Though I speak to the count only of what was said and done, I experience again how surprised I was by my husband’s question—did I love him? He was as vulnerable as a child. I had never imagined he worried about the question of my
feeling
about him, but that he simply accepted that it was our duty to be together. The frankness of this question from Louis Auguste struck through a hard shell that had grown (almost without my noticing it) around my own heart.

“So the reconciliation brought the two of you into greater intimacy.”

“I believe it did, and certainly I feel most loving toward him,” I confide in a burst of my own frankness, “for he has an excellent temper and rather than become angry with me, he shows me his sensitive nature and reproaches himself. I told him that a demon had taken control of my tongue.”

The count smiles at me fondly and then asks if the Dauphin smiled at me.
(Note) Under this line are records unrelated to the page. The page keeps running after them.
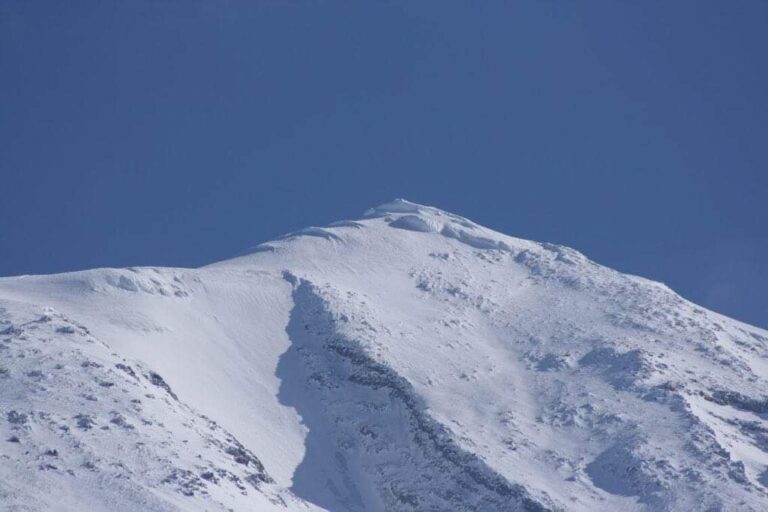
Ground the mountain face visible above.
[0,200,768,512]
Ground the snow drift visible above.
[0,200,768,512]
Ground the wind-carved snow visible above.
[0,200,768,512]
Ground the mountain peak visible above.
[0,199,768,512]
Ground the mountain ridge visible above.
[0,199,768,512]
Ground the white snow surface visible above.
[0,200,768,512]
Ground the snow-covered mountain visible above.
[0,200,768,512]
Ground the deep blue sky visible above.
[0,0,768,326]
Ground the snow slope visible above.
[0,200,768,512]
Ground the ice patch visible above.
[389,215,442,233]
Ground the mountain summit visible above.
[0,200,768,512]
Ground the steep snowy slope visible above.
[0,200,768,512]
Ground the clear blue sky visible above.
[0,0,768,327]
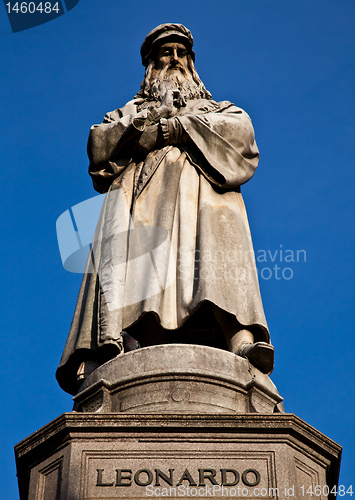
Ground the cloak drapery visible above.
[57,99,269,394]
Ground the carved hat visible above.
[141,23,195,67]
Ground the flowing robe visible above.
[57,99,269,393]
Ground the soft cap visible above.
[141,23,195,67]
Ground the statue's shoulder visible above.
[103,98,143,123]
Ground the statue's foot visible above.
[76,359,100,385]
[236,342,274,375]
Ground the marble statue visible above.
[57,23,274,394]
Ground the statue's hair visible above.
[135,54,212,99]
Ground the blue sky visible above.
[0,0,355,499]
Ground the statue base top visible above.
[74,344,284,414]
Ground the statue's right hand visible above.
[157,89,186,118]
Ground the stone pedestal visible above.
[15,345,341,500]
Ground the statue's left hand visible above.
[138,123,162,154]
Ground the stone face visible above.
[74,344,283,413]
[16,412,341,500]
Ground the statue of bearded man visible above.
[57,24,273,394]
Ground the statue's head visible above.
[137,23,211,101]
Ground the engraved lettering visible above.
[115,469,132,486]
[134,469,153,486]
[96,469,113,486]
[198,469,218,486]
[242,469,260,486]
[221,469,240,486]
[176,469,197,486]
[155,469,174,486]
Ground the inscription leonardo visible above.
[96,469,261,486]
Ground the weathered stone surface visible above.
[16,412,341,500]
[74,344,283,413]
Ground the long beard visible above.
[149,66,204,102]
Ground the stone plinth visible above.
[74,344,283,414]
[15,412,341,500]
[15,344,341,500]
“There is no one who has greater charm than you,” the count says, “and I shall tell the Empress that I am pleased with the way you handled this small tempest. Perhaps flowers of greater affection will germinate between the two of you from this watering by tears.”

I have not told the count that I excused myself with my husband by telling him that the so-called demon was sometimes a herald to the imminent arrival of the Générale Krottendorf.

“Ah, yes,” the Dauphin said, “we will respect the visit of the Générale, and perhaps after that we will complete our reconciliation in a way that fulfills not only your expectations but those of France.” He hugged me to him again and kissed my brow. Then he added gallantly, “And my own fond hopes as well.”